Manta / Pedernales. Miles de ecuatorianos clamaban el jueves por agua, medicinas y comida, cinco días después de que el peor terremoto en casi 70 años los dejara a la deriva tras azotar al país matando a 570.

El gobierno de Rafael Correa dijo que no se trata de falta de ayuda, sino de fallas en la distribución de las abundantes provisiones y prometió solucionar el problema pronto.

Pero mientras tanto, en la ciudad de Pedernales, casi totalmente destruida por el sismo de magnitud 7,8, la mayoría se quejaba por la falta de atención.

José Rodríguez, de 24 años, condujo más de dos horas desde la pequeña ciudad de Calceta a un punto de almacenamiento de alimentos en las afueras de Pedernales.

"No está llegando a nosotros", dijo, dando su dirección y número de teléfono a un militar. "Venía aquí para ver si me dan algo, pero es imposible".

Un funcionario del Gobierno le pidió a otro solicitante, José Basulor, de 55 años, mantener la calma. "Yo sí tengo paciencia, ¡pero los niños no!", gritó.

El clamor de los pobladores de Calceta se replicaba a lo largo de los 200 kilómetros de litoral afectado donde, sobre calles en las que solían levantarse casas, edificios y hoteles, ahora se apilaban toneladas de escombros y fierros retorcidos.

Y, a pesar de la rápida reacción del Gobierno para albergar a más de 25.300 personas en campos de fútbol y aeropuertos, el calamitoso estado de las vías dificultaba el traslado de la ayuda que llegaba del exterior sin cesar.

"Por allí corren rumores de que falta el agua", dijo Correa el miércoles en rueda de prensa. "¡El agua sobra!
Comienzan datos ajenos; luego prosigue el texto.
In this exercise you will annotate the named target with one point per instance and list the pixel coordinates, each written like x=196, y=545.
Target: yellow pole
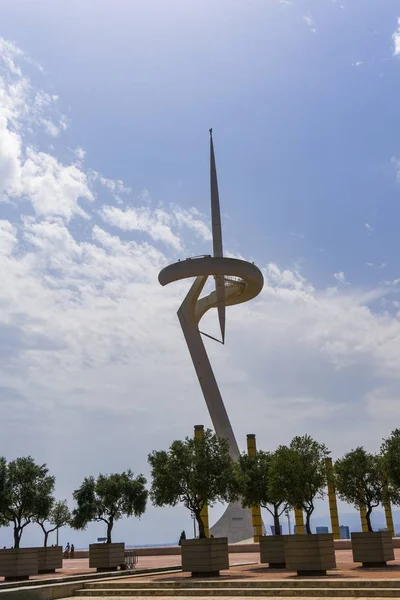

El problema es la distribución", reconoció.

Los cuellos de botella disminuyeron el jueves luego de que el Gobierno decidiera ir casa por casa, en vez de tener puntos fijos de distribución, para entregar una mochila con vituallas y una botella de agua de seis litros para cada familia.

"Todo ese modelo (de casa por casa) nos está dando un resultado importante", dijo el ministro del Interior, José Serrano, que llegó a Cojimíes para supervisar las entregas.

En Manta, la segunda ciudad más afectada por el sismo, ya se podía ver una mejor organización en la distribución de alimentos con la ayuda fuerzas de seguridad, quienes colocaban un sello y un número en el brazo de las personas para agilizar la entrega.

"Dentro de todo está bien organizado con militares y policías. Aquí llevamos alguito para comer", dijo Manuel Macías, un obrero de la construcción de 27 años, quien recibió alimentos tras esperar cuatro horas en una fila, bajo el ardiente sol y el fuerte olor que inunda la ciudad.